Case ID: ad3d_55/html/0510-01.html
Source: Caselaw Access Project
Author: {"author": "", "license": "Public Domain", "url": "https://static.case.law/"}
Date Created: 2024-08-24T03:29:51.129683

Chelsea Crucen, an Infant, by Erenia Vargas, Her Parent and Natural Guardian, Appellant, v Linda Leary, M.D., et al., Respondents.
    [867 NYS2d 49]—
   Order, Supreme Court, Bronx County (Betty Owen Stinson, J.), entered April 17, 2007, which granted defendants’ motions and cross motions to dismiss the complaint, and denied plaintiffs’ cross motion to amend the complaint or dismiss without prejudice, unanimously affirmed, without costs.

Plaintiffs sued for medical malpractice arising from vaccinations the infant plaintiff received at defendant hospitals in 2000 and 2001. The individual defendants are alleged, among other things, to have administered the vaccines, failed to treat properly the conditions arising subsequent to the vaccinations, or failed to obtain informed consent.

Defendants moved to dismiss the complaint based on the National Childhood Vaccine Injury Act of 1986 (NCVIA) (42 USC § 300aa-l et seq., as added by Pub L 99-660 tit III), which provides a no-fault compensation program for “vaccine-related injury or death” (42 USC § 300aa-15 [a]). Under NCVIA no person may institute a civil action in state or federal court for damages in excess of $1,000 against a “vaccine administrator or manufacturer” arising from a “vaccine-related injury or death associated with the administration of a vaccine,” and no court may award damages in excess of $1,000 unless a petition has been filed for compensation under the National Vaccine Injury Compensation Program (see 42 USC § 300aa-ll [a] [2] [A]). If such a civil action is filed in state or federal court, the court must dismiss the action (see § 300aa-ll [a] [2] [B]).
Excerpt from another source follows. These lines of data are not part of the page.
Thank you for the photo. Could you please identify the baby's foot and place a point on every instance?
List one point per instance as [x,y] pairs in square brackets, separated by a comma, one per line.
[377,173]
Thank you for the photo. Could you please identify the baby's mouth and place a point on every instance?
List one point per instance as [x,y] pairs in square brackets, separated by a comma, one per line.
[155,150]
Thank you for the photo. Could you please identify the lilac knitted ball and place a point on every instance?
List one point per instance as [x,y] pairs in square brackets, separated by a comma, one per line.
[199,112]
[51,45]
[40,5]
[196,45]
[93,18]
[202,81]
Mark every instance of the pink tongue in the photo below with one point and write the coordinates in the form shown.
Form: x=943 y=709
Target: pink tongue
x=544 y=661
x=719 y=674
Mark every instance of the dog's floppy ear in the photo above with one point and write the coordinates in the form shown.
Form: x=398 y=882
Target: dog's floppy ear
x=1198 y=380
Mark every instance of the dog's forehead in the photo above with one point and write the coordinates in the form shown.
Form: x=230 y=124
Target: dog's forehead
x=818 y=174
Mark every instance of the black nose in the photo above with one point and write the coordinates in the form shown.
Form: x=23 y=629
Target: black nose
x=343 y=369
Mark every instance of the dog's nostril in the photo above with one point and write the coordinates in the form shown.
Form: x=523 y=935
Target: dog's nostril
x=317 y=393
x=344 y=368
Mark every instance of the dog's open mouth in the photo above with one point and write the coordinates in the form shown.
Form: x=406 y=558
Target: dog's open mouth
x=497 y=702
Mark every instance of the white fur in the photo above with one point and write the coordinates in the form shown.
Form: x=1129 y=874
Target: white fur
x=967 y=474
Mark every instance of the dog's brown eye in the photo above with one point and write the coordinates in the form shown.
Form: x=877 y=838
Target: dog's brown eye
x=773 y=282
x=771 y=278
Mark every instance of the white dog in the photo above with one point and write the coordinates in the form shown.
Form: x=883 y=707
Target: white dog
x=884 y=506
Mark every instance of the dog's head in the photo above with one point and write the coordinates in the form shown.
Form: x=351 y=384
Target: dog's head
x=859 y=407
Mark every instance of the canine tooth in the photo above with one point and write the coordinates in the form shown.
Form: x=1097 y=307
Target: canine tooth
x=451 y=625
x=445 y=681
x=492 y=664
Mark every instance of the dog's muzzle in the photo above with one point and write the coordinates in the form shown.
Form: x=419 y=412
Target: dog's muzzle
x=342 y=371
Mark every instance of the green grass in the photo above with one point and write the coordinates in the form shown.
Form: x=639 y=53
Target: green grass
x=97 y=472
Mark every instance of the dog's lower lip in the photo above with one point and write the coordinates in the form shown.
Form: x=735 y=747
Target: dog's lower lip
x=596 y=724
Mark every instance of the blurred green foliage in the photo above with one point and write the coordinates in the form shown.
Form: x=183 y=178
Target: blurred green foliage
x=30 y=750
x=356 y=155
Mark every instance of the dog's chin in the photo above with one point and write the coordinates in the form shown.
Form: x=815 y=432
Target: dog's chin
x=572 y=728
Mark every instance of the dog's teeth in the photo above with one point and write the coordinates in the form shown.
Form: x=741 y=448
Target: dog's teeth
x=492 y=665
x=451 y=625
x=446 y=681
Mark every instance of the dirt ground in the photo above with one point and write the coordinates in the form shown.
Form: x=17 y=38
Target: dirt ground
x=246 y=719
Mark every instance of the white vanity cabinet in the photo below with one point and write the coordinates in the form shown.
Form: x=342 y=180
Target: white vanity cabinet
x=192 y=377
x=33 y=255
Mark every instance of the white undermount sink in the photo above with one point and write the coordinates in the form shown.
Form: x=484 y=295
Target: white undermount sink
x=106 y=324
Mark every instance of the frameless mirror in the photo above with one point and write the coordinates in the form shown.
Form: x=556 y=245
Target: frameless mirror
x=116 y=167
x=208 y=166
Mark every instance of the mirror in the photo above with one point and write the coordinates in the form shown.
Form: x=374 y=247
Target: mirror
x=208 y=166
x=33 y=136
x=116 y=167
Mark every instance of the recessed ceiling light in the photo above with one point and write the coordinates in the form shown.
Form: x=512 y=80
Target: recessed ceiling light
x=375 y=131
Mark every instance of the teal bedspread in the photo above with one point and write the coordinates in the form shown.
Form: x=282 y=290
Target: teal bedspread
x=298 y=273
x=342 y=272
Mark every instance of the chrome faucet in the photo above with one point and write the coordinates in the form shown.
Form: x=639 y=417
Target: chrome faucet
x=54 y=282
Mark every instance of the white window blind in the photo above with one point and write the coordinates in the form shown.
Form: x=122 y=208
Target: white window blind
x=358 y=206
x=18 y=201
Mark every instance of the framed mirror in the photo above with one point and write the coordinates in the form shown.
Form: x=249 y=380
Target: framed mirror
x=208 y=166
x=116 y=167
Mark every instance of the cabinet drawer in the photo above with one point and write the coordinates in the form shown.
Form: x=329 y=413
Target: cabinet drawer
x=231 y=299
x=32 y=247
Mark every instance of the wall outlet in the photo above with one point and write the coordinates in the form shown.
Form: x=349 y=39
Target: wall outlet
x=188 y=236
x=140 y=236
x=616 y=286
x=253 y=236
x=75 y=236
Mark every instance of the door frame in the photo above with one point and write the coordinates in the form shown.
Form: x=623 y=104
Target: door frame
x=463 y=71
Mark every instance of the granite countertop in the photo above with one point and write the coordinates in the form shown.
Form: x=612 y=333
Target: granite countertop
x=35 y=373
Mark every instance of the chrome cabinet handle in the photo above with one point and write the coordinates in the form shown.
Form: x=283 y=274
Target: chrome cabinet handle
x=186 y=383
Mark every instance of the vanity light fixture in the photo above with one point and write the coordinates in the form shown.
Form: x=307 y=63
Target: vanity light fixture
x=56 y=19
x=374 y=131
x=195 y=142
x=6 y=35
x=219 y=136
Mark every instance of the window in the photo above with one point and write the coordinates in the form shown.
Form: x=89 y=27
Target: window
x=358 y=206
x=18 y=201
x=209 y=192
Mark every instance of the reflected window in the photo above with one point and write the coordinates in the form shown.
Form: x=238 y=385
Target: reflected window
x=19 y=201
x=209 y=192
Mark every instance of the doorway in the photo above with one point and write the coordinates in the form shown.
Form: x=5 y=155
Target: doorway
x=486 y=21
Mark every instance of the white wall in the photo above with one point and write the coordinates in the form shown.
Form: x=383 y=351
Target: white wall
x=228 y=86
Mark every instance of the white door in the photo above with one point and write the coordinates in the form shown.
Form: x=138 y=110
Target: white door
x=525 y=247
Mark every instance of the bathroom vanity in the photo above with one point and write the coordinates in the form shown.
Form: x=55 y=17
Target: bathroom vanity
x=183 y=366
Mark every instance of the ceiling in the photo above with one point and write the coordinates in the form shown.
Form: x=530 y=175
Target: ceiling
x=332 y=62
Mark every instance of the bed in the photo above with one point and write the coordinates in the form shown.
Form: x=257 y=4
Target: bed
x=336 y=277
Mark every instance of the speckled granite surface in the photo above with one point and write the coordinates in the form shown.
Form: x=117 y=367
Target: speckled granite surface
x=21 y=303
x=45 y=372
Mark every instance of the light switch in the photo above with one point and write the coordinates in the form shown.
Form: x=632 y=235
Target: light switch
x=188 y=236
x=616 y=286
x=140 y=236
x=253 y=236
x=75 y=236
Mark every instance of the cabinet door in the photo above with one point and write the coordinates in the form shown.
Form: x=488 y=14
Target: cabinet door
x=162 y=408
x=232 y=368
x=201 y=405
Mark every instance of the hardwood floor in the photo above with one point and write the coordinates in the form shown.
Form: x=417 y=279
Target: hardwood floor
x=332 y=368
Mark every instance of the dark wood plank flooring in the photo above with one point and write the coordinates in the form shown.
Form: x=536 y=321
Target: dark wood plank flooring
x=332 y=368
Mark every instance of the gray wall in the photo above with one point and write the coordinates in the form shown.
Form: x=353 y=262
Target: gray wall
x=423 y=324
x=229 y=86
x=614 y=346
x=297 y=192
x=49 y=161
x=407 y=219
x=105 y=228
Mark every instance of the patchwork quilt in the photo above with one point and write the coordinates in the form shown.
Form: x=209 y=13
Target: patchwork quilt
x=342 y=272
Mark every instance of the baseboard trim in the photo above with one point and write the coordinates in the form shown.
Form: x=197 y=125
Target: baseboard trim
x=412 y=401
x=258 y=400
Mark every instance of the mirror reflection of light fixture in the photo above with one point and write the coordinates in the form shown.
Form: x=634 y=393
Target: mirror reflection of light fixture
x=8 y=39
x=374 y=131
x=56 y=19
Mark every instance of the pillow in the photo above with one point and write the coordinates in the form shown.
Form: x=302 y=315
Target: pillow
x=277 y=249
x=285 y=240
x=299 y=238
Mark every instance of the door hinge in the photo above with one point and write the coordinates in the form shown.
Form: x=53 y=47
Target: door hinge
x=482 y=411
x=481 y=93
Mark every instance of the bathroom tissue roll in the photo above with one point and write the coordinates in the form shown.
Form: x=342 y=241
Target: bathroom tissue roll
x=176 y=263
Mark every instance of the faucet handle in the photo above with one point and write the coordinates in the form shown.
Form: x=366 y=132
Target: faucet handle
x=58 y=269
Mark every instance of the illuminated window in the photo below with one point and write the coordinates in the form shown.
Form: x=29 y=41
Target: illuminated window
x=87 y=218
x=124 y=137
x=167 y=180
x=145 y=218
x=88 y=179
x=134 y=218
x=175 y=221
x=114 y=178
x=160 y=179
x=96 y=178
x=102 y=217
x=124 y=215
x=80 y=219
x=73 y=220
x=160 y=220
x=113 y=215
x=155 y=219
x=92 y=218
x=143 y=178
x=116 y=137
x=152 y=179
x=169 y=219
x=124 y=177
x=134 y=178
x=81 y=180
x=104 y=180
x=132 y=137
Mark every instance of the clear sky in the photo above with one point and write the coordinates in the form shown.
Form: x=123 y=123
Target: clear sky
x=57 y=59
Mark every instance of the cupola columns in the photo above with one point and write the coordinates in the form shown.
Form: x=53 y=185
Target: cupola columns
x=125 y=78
Plaintiffs admit they did not file a petition for compensation under NCVIA. Given the clear mandate of the statute, the court had no choice but to dismiss the complaint. Plaintiffs’ bill of particulars alleged that each defendant either directly administered covered vaccines or treated plaintiff for injuries that arose shortly thereafter and are attributed to the vaccinations. Therefore, they are “vaccine administrators” under NCVIA.

All of the injuries set forth in plaintiffs’ bill of particulars are related to the vaccines or arose allegedly as a result of the failure to properly treat conditions created by the vaccinations. The alleged failure to properly diagnose and treat conditions allegedly caused by vaccinations is clearly “vaccine-related” (see Aull v Secretary of Health & Human Servs., 462 F3d 1338, 1343 [Fed Cir 2006]). Given the mandate of the statute, dismissal was appropriate.

Plaintiffs contend that defendants should be estopped from raising NCVIA as a defense because they were derelict in their duty to inform plaintiffs of the Program, as required by 42 USC § 300aa-26 (d). However, estoppel cannot operate to create a right where none exists (Matter of Owens v McGuire, 121 AD2d 292, 295 [1986]), nor can it relieve one from the mandatory operation of a statute (Matter of Hauben v Goldin, 74 AD2d 804, 805 [1980]). Since the infant’s alleged injury was vaccine-related, plaintiffs’ claim of lack of informed consent had to be raised first by petition to the United States Court of Federal Claims (42 USC § 300aa-12 [a]).

Leave to amend was properly denied because repleading would be futile (see Rappaport v VV Publ. Corp., 223 AD2d 515, 516 [1996]). Concur—Tom, J.P., Nardelli, Sweeny, McGuire and DeGrasse, JJ.